Updated August 23 2013
Bennett Aerospace is moving "to mass production and widely distributed use by both government agencies and commercial businesses" of their food-reward trained insects to detect bed bugs. Their "biosensing device provides users with a handheld device that is ready for use 24/ 7 and delivers the ability to detect chemicals as good as or better than dogs."
Minutes to Train
Interesting to say the least. Such use of insects to respond to a target scent has occurred in the past and specialized rats are used to detect some cancers and land mines, so why not? At first glance the life-span of the insect and environmental conditions to maintain the insect, plus continued reinforcement of the food-reward system would seem to be the first hurdles that spring to mind. Apparently the insects may be trained in a matter of minutes.
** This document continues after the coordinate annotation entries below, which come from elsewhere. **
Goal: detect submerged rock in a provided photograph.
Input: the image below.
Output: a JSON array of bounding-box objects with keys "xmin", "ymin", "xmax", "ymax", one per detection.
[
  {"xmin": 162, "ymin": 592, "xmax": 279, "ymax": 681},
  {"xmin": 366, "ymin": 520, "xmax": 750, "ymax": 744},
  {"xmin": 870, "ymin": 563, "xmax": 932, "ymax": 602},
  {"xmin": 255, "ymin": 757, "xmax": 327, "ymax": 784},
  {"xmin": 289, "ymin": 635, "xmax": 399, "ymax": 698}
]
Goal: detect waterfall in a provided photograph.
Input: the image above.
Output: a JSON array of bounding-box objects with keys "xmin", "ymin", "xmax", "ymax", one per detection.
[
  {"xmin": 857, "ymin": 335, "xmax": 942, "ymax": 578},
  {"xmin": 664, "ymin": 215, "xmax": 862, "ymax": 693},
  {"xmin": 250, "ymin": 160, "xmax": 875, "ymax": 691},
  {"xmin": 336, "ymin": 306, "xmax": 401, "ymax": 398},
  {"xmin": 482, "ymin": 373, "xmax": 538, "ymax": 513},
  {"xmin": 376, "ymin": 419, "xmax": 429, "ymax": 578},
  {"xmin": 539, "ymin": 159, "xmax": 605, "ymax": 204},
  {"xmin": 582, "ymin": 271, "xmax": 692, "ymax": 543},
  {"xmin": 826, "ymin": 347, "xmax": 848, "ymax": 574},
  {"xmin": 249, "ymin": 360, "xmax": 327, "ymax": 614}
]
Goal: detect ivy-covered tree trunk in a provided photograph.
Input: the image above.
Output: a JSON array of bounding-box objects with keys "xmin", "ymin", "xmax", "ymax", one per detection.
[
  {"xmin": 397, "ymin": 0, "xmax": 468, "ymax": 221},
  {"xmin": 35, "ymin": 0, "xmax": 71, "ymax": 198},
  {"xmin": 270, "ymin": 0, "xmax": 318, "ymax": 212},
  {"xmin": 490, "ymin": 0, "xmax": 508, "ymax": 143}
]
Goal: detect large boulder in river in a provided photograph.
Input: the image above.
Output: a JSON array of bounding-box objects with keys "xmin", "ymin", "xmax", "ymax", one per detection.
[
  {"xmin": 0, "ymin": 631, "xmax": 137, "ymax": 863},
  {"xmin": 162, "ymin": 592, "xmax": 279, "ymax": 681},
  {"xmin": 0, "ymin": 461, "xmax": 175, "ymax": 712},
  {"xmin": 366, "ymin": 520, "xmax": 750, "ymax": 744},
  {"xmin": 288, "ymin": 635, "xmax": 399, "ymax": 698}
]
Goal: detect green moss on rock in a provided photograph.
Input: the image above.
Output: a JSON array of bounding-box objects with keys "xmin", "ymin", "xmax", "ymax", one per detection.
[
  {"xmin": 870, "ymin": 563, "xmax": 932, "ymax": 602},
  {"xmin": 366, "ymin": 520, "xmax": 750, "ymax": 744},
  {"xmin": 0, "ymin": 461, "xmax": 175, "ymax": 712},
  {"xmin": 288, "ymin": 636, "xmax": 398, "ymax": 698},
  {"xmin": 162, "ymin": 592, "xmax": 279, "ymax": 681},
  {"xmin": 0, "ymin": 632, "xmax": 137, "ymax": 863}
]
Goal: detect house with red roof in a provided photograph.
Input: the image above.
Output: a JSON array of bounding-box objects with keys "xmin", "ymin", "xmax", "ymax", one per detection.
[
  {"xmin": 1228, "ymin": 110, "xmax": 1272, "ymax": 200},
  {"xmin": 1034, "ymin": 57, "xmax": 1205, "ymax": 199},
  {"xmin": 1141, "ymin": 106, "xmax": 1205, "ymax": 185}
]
The company's website gives some mention to the initiative - it is not their only undertaking or project; while this news release provides a bit more, including a reference to 'crowd-sourcing' for further funding of the project. Prior 'electronic dog nose' initiatives should provide sufficient warning, so potential investors beware.
In the meantime, there are viable alternatives that are already here and proven, such as passive bed bug monitors as an early warning system and canine-assisted bed bug inspections if you feel your home or business has been exposed. First though, be sure you know what a bed bug looks like; and not just the adults, but the nymphs and eggs as well. Know the enemy.